The Sudanese government on Sunday held the United Nations
responsible for the delay in implementing a peace accord which was
signed by the government and a main rebel faction in the western
Sudanese region of Darfur but was refused by other rebel
groups.
"The UN has pledged to impose sanctions on the parties that did
not sign the Darfur Peace Agreement (DPA), but it tended to reward
them," Sudanese Presidential Advisor Magzoub Al-Khalifa told
reporters after a meeting with representatives of the world body in
Sudan.
Al-Khalifa said that the UN had dispersed the efforts to reach
peace in Darfur through what it called the transfer of the
peacekeeping mission from the African Union (AU) to the UN.

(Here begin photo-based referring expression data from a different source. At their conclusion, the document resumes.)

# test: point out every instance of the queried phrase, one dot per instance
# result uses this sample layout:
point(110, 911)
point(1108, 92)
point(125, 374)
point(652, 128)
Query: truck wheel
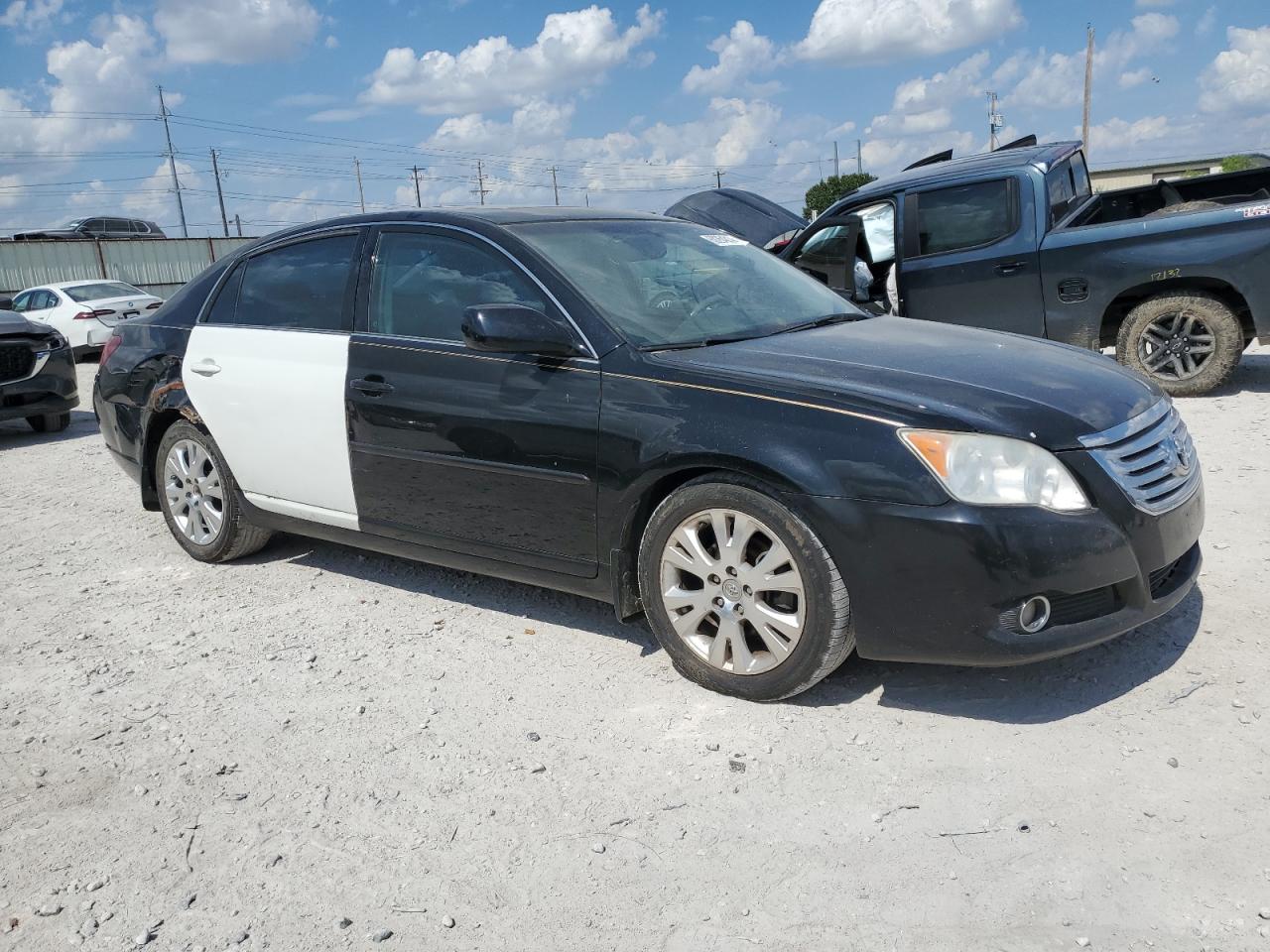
point(1187, 341)
point(740, 593)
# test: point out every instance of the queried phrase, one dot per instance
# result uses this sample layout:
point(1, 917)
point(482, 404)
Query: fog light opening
point(1034, 615)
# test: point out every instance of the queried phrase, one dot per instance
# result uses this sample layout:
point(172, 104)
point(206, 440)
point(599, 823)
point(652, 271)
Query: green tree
point(828, 190)
point(1237, 163)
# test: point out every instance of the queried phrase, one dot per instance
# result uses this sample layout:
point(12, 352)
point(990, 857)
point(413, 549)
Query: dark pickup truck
point(1174, 276)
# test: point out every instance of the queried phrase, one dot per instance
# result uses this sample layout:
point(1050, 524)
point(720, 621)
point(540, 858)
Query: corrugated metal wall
point(159, 266)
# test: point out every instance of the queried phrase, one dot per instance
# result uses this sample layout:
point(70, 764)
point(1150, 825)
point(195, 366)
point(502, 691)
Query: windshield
point(105, 289)
point(666, 284)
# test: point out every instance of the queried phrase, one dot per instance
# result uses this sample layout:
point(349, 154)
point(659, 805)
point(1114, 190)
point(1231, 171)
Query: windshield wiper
point(702, 341)
point(846, 317)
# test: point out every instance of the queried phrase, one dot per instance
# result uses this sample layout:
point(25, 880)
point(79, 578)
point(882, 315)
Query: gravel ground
point(314, 747)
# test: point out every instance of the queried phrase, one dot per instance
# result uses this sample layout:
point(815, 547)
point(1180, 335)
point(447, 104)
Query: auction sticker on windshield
point(724, 240)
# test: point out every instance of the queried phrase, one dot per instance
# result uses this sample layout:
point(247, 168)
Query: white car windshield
point(102, 290)
point(665, 285)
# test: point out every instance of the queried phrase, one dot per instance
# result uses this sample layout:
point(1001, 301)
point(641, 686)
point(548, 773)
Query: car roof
point(1040, 157)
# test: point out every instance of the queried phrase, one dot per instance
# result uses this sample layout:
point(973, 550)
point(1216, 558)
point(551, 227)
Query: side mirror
point(516, 329)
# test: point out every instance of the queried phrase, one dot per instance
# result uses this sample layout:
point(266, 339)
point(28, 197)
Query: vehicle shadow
point(1035, 693)
point(532, 603)
point(18, 433)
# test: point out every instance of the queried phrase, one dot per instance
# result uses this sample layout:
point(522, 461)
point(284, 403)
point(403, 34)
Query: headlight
point(996, 470)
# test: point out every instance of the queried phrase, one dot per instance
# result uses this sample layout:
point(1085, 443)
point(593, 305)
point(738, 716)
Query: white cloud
point(235, 31)
point(1135, 77)
point(1239, 75)
point(30, 16)
point(1121, 136)
point(740, 53)
point(944, 87)
point(871, 31)
point(1057, 80)
point(572, 50)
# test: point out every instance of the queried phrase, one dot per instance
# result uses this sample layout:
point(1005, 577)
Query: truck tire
point(1188, 343)
point(1183, 208)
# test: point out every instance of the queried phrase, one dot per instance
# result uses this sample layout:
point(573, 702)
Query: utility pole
point(1088, 84)
point(172, 167)
point(996, 121)
point(480, 181)
point(216, 175)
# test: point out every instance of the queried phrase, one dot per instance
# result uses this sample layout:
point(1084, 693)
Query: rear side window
point(423, 282)
point(305, 286)
point(964, 216)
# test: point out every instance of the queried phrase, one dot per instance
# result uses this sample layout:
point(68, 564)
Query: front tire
point(199, 498)
point(1189, 343)
point(50, 422)
point(740, 593)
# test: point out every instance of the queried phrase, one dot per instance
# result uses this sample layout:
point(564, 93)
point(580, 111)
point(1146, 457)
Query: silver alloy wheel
point(1176, 345)
point(191, 489)
point(733, 592)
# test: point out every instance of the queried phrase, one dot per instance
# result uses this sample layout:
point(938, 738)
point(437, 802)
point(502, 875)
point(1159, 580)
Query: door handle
point(371, 386)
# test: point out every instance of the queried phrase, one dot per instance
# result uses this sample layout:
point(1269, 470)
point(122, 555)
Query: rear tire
point(724, 594)
point(1146, 329)
point(50, 422)
point(199, 498)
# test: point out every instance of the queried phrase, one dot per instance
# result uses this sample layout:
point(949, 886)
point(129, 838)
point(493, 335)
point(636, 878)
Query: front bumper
point(51, 390)
point(939, 583)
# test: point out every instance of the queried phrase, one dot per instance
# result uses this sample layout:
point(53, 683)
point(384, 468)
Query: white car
point(84, 311)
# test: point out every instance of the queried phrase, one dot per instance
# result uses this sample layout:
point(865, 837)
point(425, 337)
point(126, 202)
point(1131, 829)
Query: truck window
point(964, 216)
point(1067, 185)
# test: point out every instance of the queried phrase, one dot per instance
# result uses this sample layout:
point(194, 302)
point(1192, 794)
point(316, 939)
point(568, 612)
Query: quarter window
point(423, 282)
point(964, 216)
point(304, 286)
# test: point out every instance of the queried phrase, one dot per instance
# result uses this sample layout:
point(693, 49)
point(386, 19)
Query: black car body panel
point(545, 470)
point(37, 370)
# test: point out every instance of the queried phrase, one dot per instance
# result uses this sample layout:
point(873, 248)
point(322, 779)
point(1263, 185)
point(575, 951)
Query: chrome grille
point(1151, 457)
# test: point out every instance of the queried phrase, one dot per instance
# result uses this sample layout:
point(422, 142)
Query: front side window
point(964, 216)
point(662, 284)
point(304, 286)
point(423, 282)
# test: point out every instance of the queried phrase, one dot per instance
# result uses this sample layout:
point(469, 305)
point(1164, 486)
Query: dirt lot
point(250, 756)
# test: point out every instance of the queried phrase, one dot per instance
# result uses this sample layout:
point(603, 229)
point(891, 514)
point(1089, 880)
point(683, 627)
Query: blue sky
point(633, 104)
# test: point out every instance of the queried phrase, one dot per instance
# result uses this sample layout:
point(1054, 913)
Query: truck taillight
point(111, 347)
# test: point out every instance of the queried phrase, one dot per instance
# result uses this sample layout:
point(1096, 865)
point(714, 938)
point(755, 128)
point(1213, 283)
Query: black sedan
point(661, 416)
point(37, 373)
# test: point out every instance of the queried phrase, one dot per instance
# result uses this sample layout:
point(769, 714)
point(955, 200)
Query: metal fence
point(158, 266)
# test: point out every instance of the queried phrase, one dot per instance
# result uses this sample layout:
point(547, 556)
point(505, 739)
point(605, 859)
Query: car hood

He said that Khartoum was exerting all its efforts to contact
with the non-signatories of the DPA, adding that the contacts were
conducted in the framework of the peace agreement without
overstepping it or relaunching the negotiations on it.
The Sudanese government signed the AU-sponsored DPA with a main
faction of the Sudan Liberation Movement (SLM) led by Mini Arkou
Minawi in the Nigerian capital Abuja on May 5, and Minawi was sworn
in as a senior assistant of the Sudanese president on Aug. 7.
Other rebel groups, including another SLM main faction led by
Abu al-Wahed Mohammed al-Nour and the Justice and Equality Movement
led by Khalil Ibrahim, have refused to sign the DPA, claiming that
the agreement was unfair and did not meet all their demands.